8.1 Deviance and Control
Deviance is a violation of norms. Whether or not something is deviant depends on contextual definitions, the situation, and people’s response to the behaviour. Authorities seek to limit deviance through the use of sanctions and strategies of disciplinary correction or risk management that help maintain a system of social control.

8.2 Theoretical Perspectives on Deviance
The three major sociological paradigms offer different explanations for the motivation behind deviance and crime. Positivist explanations develop predictions of criminal or deviant behaviour based individuals’ social background variables. Durkheim’s functionalist theory, social disorganization theory, control theory and strain theory are examples of positivist theories. Critical sociologists argue that crime stems from a system of inequality that keeps those with power at the top and those without power at the bottom. Feminist sociologists emphasize that gender inequalities play an important role in determining what types of acts are actually regarded as criminal. Symbolic interactionists focus attention on the socially constructed nature of the labels related to deviance. Crime and deviance are learned from the environment and enforced or discouraged by close contacts and situational processes or variables.

8.3 Crime and the Law
Crime is established by legal codes and upheld by the criminal justice system. Although crime rates increased throughout most of the 20th century, they have been dropping since their peak in 1991 because of changes in demographics, employment and policing strategies.
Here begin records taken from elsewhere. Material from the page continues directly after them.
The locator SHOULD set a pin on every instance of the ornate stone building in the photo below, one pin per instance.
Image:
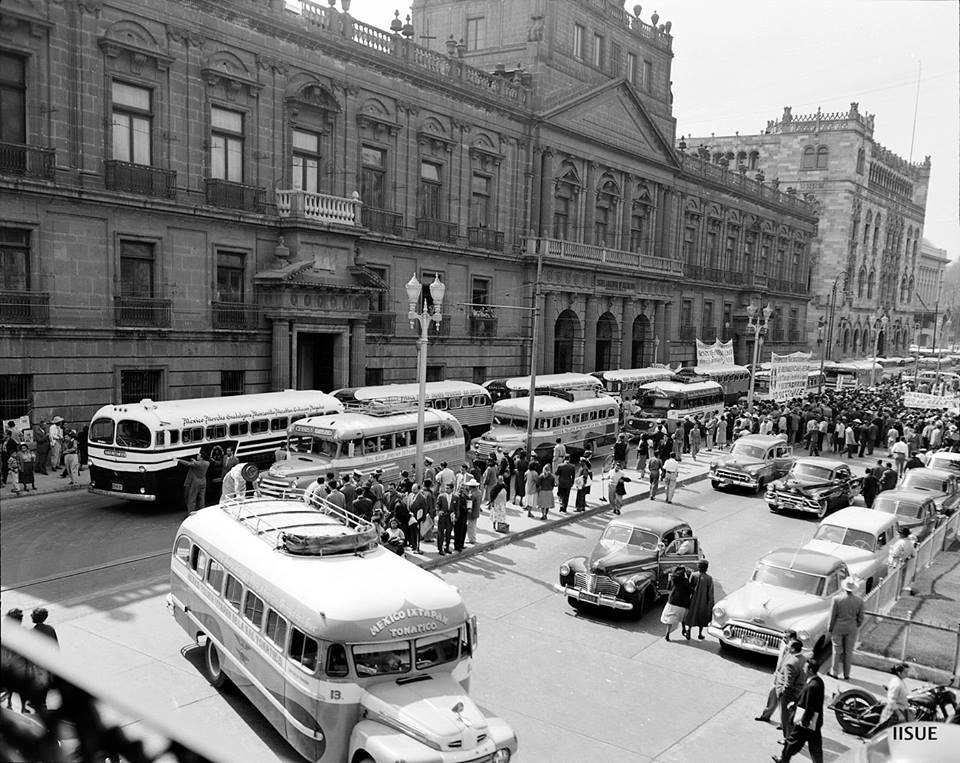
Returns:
(872, 205)
(200, 198)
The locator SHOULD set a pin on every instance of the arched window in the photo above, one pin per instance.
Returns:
(823, 154)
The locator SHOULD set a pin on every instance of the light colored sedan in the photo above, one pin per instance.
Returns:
(862, 538)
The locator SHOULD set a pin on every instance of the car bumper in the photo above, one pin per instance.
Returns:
(597, 599)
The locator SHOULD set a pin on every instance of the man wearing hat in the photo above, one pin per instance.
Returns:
(846, 617)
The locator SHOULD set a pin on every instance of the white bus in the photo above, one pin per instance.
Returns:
(589, 424)
(470, 404)
(671, 402)
(363, 440)
(134, 447)
(351, 652)
(577, 385)
(624, 382)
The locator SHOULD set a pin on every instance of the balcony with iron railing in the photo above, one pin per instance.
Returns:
(319, 207)
(382, 220)
(437, 230)
(235, 316)
(573, 251)
(27, 161)
(485, 238)
(139, 178)
(226, 193)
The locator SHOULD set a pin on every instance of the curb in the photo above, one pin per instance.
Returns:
(509, 538)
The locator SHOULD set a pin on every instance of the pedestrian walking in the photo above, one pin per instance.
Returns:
(701, 602)
(846, 617)
(678, 601)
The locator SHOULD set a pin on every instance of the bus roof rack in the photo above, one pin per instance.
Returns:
(305, 526)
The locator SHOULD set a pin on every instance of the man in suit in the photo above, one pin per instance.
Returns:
(807, 727)
(846, 617)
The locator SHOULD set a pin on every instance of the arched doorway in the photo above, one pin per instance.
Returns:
(606, 334)
(640, 357)
(566, 332)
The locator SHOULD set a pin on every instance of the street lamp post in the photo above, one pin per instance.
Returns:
(754, 322)
(424, 319)
(883, 320)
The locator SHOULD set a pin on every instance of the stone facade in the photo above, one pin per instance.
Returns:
(201, 199)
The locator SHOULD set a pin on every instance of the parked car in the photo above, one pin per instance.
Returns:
(862, 538)
(814, 485)
(943, 484)
(790, 589)
(754, 461)
(630, 564)
(915, 509)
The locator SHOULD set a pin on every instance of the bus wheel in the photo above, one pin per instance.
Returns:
(215, 675)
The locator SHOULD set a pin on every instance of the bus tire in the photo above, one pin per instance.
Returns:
(214, 669)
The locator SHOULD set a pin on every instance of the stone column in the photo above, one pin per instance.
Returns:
(280, 372)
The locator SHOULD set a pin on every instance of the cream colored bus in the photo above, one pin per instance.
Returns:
(351, 652)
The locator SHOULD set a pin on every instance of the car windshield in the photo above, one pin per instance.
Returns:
(897, 506)
(618, 536)
(793, 580)
(749, 451)
(846, 536)
(812, 471)
(378, 660)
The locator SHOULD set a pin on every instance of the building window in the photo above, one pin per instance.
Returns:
(14, 259)
(431, 189)
(372, 176)
(230, 267)
(480, 201)
(578, 34)
(136, 385)
(476, 33)
(137, 269)
(306, 161)
(132, 123)
(16, 396)
(13, 98)
(226, 145)
(232, 383)
(598, 51)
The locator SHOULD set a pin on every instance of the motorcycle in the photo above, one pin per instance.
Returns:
(858, 711)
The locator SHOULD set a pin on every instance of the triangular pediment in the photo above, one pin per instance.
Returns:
(613, 114)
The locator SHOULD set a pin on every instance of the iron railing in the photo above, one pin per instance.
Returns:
(382, 221)
(140, 178)
(485, 238)
(225, 193)
(27, 161)
(20, 308)
(437, 230)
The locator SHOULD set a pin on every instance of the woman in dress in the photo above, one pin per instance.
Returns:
(701, 601)
(677, 602)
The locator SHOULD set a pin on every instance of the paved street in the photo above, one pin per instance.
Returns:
(580, 687)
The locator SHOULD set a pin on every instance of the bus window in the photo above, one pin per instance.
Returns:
(233, 593)
(436, 650)
(101, 431)
(303, 649)
(215, 574)
(336, 661)
(276, 629)
(253, 609)
(133, 434)
(377, 660)
(181, 551)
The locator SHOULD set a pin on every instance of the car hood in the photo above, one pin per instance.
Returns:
(772, 607)
(433, 707)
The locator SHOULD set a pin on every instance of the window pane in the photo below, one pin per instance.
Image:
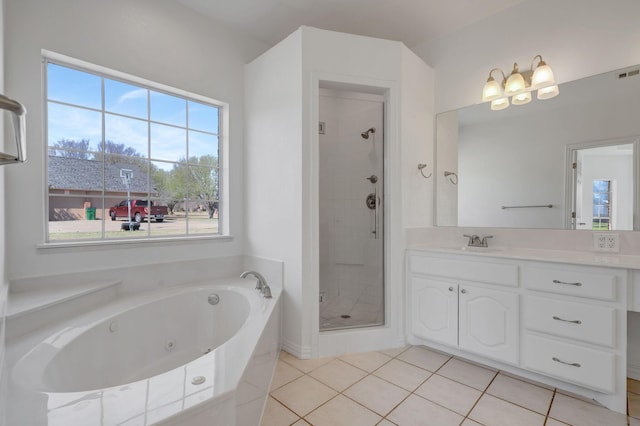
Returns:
(168, 143)
(203, 216)
(168, 109)
(125, 99)
(117, 166)
(68, 175)
(201, 145)
(203, 185)
(173, 223)
(203, 117)
(73, 124)
(73, 86)
(75, 218)
(126, 136)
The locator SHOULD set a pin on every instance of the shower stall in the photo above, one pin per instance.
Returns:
(351, 203)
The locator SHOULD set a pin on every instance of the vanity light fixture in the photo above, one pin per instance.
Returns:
(18, 114)
(519, 85)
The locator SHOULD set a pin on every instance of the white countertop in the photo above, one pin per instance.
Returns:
(613, 260)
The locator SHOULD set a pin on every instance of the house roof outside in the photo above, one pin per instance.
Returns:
(86, 175)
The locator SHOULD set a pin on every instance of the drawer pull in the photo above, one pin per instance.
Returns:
(578, 284)
(572, 364)
(564, 320)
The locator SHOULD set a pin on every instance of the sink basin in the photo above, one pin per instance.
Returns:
(477, 249)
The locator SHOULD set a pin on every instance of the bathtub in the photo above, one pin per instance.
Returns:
(173, 356)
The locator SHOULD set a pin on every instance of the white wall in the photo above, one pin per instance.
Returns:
(577, 38)
(158, 40)
(4, 282)
(282, 176)
(447, 161)
(273, 169)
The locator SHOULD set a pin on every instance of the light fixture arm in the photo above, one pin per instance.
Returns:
(540, 63)
(504, 78)
(518, 86)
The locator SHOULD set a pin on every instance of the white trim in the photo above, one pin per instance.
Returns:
(142, 240)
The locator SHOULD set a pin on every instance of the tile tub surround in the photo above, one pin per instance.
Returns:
(415, 386)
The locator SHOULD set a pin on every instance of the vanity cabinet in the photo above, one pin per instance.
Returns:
(488, 322)
(570, 321)
(563, 324)
(448, 308)
(434, 307)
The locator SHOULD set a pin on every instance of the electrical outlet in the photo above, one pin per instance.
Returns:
(607, 242)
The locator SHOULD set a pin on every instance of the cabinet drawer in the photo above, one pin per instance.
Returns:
(592, 283)
(579, 321)
(488, 272)
(583, 366)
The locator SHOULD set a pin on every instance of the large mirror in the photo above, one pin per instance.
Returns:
(570, 162)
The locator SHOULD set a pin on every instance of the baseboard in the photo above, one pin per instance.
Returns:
(295, 349)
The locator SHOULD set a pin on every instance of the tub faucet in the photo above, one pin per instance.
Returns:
(476, 241)
(261, 284)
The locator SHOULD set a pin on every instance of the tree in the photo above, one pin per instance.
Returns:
(163, 187)
(197, 179)
(70, 148)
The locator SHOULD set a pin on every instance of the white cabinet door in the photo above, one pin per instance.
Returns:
(434, 310)
(489, 323)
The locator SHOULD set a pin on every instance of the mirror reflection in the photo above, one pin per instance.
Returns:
(564, 163)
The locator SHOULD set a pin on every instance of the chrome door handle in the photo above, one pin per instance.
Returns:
(577, 284)
(564, 320)
(572, 364)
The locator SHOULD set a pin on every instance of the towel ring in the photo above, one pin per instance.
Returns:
(422, 166)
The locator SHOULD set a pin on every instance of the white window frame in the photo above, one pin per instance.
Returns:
(223, 149)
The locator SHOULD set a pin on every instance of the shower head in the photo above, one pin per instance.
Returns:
(365, 135)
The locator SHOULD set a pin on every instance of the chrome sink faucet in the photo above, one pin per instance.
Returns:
(261, 284)
(476, 241)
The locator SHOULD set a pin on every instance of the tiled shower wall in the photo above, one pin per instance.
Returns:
(351, 271)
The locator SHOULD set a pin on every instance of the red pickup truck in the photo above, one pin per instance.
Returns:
(139, 211)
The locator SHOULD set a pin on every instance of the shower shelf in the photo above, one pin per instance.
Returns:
(25, 302)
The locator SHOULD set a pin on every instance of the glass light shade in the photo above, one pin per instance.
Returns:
(515, 84)
(542, 76)
(498, 104)
(548, 92)
(521, 98)
(491, 91)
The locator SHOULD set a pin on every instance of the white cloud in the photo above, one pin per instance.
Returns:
(132, 94)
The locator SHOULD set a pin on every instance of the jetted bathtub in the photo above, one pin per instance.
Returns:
(193, 355)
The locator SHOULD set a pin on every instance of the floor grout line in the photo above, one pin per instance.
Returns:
(410, 392)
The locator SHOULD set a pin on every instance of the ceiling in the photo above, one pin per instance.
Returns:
(410, 21)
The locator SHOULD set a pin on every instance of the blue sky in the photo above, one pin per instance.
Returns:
(167, 142)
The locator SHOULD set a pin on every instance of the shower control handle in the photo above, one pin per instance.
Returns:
(371, 201)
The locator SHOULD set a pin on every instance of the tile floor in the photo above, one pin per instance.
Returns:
(417, 386)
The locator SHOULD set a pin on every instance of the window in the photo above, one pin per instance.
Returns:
(601, 205)
(128, 158)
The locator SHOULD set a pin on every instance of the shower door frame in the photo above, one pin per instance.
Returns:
(379, 173)
(391, 333)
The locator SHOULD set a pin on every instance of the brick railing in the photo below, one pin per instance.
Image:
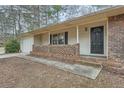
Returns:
(59, 52)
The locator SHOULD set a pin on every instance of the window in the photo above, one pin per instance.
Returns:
(60, 38)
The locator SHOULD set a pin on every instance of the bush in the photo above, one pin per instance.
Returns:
(12, 46)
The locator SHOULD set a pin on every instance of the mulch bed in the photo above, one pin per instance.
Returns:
(17, 72)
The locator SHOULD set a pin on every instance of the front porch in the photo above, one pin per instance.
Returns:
(74, 43)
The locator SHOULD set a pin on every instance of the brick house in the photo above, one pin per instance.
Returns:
(93, 36)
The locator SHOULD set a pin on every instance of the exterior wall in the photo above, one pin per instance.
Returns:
(84, 38)
(38, 39)
(116, 37)
(63, 52)
(71, 34)
(26, 44)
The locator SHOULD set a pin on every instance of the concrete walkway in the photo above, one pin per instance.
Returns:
(10, 55)
(82, 70)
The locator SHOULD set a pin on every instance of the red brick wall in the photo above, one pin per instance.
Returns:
(59, 52)
(116, 37)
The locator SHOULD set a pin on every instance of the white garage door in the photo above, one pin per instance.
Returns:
(26, 45)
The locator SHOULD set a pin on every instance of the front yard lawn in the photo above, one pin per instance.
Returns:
(17, 72)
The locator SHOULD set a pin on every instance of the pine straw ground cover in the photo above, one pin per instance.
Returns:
(17, 72)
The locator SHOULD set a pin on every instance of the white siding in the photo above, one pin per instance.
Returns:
(45, 39)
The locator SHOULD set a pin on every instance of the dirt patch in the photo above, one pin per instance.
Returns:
(17, 72)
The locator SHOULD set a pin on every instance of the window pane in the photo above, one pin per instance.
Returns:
(61, 38)
(55, 39)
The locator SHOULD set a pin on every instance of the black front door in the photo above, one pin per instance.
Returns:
(97, 40)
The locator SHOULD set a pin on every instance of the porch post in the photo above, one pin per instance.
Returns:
(49, 37)
(77, 31)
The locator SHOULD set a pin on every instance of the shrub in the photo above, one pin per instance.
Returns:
(12, 46)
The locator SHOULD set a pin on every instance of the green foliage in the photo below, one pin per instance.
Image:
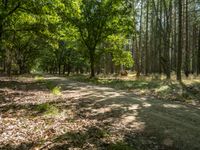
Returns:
(120, 146)
(121, 56)
(56, 90)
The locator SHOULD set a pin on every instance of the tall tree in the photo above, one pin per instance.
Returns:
(179, 61)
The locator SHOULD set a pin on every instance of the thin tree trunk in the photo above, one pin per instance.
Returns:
(179, 63)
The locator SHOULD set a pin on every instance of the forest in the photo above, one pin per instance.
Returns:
(99, 74)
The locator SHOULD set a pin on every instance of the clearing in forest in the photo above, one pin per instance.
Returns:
(62, 113)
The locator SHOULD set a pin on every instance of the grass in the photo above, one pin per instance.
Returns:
(47, 109)
(105, 119)
(55, 89)
(39, 78)
(188, 91)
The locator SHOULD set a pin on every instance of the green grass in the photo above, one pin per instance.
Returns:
(119, 146)
(39, 78)
(55, 89)
(163, 89)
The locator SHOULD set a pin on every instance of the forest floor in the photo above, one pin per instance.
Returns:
(40, 113)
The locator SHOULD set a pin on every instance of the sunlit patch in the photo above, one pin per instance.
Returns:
(101, 110)
(131, 121)
(172, 106)
(146, 105)
(163, 88)
(133, 107)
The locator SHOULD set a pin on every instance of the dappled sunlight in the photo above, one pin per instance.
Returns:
(111, 115)
(173, 106)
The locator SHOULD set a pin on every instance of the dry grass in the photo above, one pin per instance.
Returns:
(101, 114)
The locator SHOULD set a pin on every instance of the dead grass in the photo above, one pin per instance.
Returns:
(101, 114)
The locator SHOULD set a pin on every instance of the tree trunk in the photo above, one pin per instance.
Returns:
(198, 57)
(92, 71)
(187, 54)
(146, 44)
(179, 61)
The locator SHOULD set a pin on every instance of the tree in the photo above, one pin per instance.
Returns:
(95, 21)
(179, 61)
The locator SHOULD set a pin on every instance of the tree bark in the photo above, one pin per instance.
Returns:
(179, 61)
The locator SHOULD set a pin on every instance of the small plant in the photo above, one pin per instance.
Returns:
(39, 78)
(47, 109)
(120, 146)
(56, 90)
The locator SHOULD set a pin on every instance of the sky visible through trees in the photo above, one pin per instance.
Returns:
(99, 74)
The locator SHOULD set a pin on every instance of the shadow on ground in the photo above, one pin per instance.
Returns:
(114, 119)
The corrections system is the dominant system of criminal punishment but a number of community-based sentencing models offer alternatives that promise more effective outcomes in terms of recidivism.

8.4 Public Policy Debates on Crime

Public policy on crime is affected by interest groups, moral entrepreneurs, political actors, media representations, and cycles of moral panic. Sociology can contribute to public policy by providing a basis for evidence based decision making.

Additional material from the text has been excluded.